Lo stivaletto estivo è abbinabile a ogni umore, a ogni orticaria, a ogni reflusso esofageo da stress. Dieci centimetri d’instabilità e ogni storia precaria, ogni avventura in divenire, ogni investimento su sexbond, sembra accettabile. Perché il nostro equilibrio da funambole ci rende possibiliste, magnanime, fiduciose nelle remote possibilità che può offrirci la vita, dimenticandoci delle spine nei fianchi.
Lo stivaletto ci avvolge come una guaina e ci inguaia nella nostra presuntuosa camminata da modella, anche se l’unica cosa che abbiamo mai modellato è il Pongo, ed eravamo bambine. Lo stivaletto ci rende giovani, senza più capo né pensieri, a parte uno, che svetta chiaro e ossessivo: se cadi, ti spacchi le caviglie.
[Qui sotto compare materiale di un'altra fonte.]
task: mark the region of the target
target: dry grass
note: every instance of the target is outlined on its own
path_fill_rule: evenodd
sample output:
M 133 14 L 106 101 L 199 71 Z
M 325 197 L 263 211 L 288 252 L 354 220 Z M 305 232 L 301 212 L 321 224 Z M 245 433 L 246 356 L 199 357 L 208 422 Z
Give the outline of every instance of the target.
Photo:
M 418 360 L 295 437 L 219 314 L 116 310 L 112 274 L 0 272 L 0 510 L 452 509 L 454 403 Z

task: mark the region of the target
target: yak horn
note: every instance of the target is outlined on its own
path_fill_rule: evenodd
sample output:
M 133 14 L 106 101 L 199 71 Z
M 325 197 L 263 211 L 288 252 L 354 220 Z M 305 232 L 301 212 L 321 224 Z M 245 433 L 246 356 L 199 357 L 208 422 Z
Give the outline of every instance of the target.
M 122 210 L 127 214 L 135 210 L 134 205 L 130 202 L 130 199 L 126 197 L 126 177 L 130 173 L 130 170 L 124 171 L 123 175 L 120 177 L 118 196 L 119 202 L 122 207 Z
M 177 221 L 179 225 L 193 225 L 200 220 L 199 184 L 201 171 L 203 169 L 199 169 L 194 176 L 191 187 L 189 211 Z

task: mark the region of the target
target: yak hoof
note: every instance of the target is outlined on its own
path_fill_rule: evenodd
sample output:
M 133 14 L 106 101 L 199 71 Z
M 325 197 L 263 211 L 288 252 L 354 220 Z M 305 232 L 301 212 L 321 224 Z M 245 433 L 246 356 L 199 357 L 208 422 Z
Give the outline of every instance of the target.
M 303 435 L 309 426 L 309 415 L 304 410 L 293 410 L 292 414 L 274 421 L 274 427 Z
Un magico pensiero d’amore per la nostra incolumità fisica, messa a repentaglio per vanità di pasturazione nell’acquario di piranha o pesci palla.
Una volta sedute, ricordarsi l’accavallamento delle gambe con messa in parallelo dei magici stivaletti, e il sorriso compiaciuto, che il pesce catturato crederà a lui rivolto mentre è solo un sorriso di sollievo dalle vesciche doloranti.
Se invece, per sbaglio, avete pescato uno squalo, il dolore causato dai tacchi sarà nulla confronto a quello dei denti che lui vi conficcherà nel cuore… Ma quella è un’altra scarpa.